11 thoughts on “Debating Tolkien’s Magnum Opus

  1. This is a good and unusual way to think about this question. I guess I am inclined to divide a couple of ways of thinking about magnum opus:
    1. Reception (what people buy and read)
    2. Literary Quality (what seems to be the strongest literary work)
    3. Vocation (what the author has(d) set his/her heart upon most)
    4. Canon (what is the most enduring work)

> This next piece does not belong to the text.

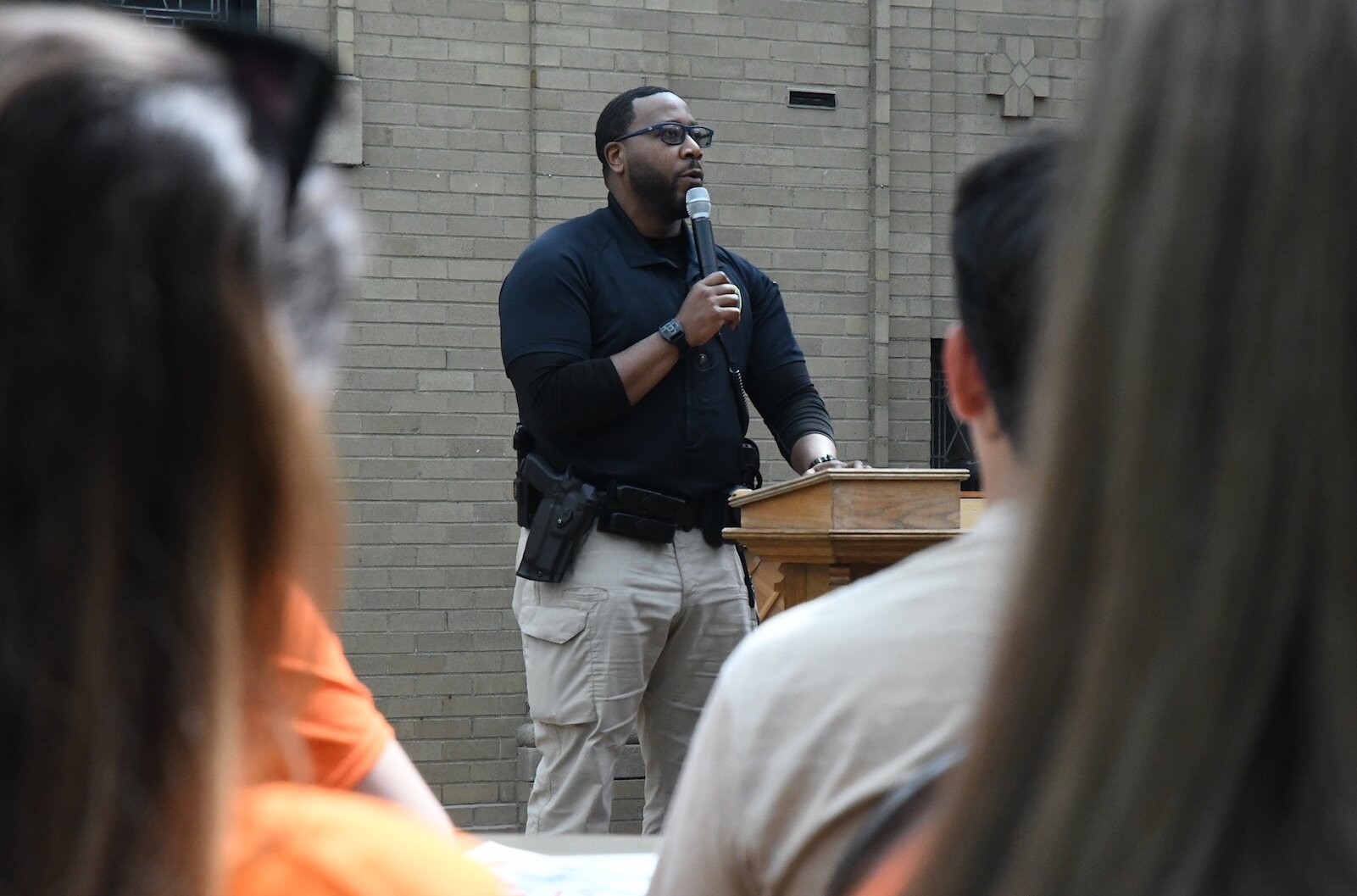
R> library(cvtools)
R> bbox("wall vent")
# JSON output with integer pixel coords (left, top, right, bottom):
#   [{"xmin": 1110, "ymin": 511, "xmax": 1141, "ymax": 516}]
[{"xmin": 787, "ymin": 86, "xmax": 838, "ymax": 109}]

    In my world of C.S. Lewis, #1 would be Narnia. But when I think of Lewis’ “best” work (#2), I would have trouble, but working between Till We Have Faces, Perelandra, and The Great Divorce. None of these were very popular. But for #3, it was (I think) Perelandra that he loved.
    Still, perhaps his #4 category would be his literary history, particularly the 16th c. book, or even his Preface to Paradise Lost. Or maybe Mere Christianity, which might be read after every other book has turned to dust, even though it isn’t “great” in any real sense.

    So, Tolkien:
    1. LOTR would be the magnum opus
    2. Well, here we are. For me it would be the Beren & Luthien works, though I love the literature of LOTR.
    3. That has to be the Silmarillion, but I will say a “yes but” below
    4. It will be LOTR, though his most important work might turn out to be his Beowulf work, who knows? We are too close.

    On #3, the author’s heart, when I think of Silmarillion as his work of the heart, I still find myself tugged out to the whole mythology. And I think this is where JRRT is unusual, in that his corpus is a single whole–including much of his literary historical work. I think his magnum opus has to be the totality–and Christopher Tolkien has dedicated his life to this for that purpose.

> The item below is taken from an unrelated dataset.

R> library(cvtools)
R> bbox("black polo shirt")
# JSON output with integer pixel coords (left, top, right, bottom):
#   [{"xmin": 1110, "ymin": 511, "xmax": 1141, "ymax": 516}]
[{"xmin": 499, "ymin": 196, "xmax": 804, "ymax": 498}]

    That’s my thought–so not a disagreement, but a twist of thought.

    1. Such a fantastic reply Brent! Thanks for posting 🙂 I guess I agree with you on the points you raised.

      I’m glad you brought C.S. Lewis as an example. I’ve read many of Lewis’ books and (Surprised by Joy and The Screwtape Letters are favourites of mine). I cannot speak too much about him as I’ve only ready the first three books of Narnia and have just started the first chapters of The Space Trilogy (which I’m loving!), but I would agree that his was most probably Narnia.

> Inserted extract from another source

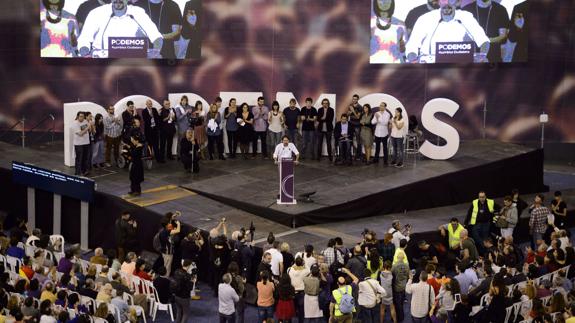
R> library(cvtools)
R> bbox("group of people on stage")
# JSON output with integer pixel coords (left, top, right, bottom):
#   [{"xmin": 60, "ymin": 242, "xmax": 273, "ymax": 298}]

  2. This was a very deep post, and I have to say that I agree. And I believe that the word ‘epic’ does not do the Lord of the Rings and The Hobbit and The Silmarillion justice. They deserve a greater word, but what that word is I do not know.

  3. Thanks for the post, James!

    I think Tolkien’s magnum opus is Middle-Earth itself. All of its works are contained in the same universe, continuity, and canon. It’s not particularly a traditional book series, or even a series at all. Tolkien’s world, his legendarium in the context of all of its works is such an inspiring and incredible feat, it has to be his magnum opus. I’m not sure if a group of works can be regarded as someone’s “masterpiece”, so correct me if I’m wrong!

  4. Well said Brent. I think Tolkien himself would have agreed – after all it’s really all one story, one history as Sam himself said on the stairs of Cirith Ungol.

    The first time I read the Silmarillion – which I bought on it’s initial release date, I found it difficult to read, much more so than LOTR. And I thought to myself that it read like the Old Testament does when compared to the New Testamen. Brief descriptions of events and genealogies. Less cohesive, less descriptive, less dialogue. And very hard to absorb as a result. I had trouble figuring out where the plot was going or even if there was a plot.

    It took a few more readings and some epiphanies before the relationship of the two works and the magnitude of the whole Middle Earth saga became clearer to me. Today I would agree that the link between them creates a “whole” that is bigger than either half – even if both stand perfectly well on their own. We can never thank Christopher Tolkien enough for giving the world access to the Silmarillion. Through his effort the world got the chance to know what perhaps only HE knew at the time; that his father’s Magnum Opus was neither the LOTR nor the Silmarillion. It’s both.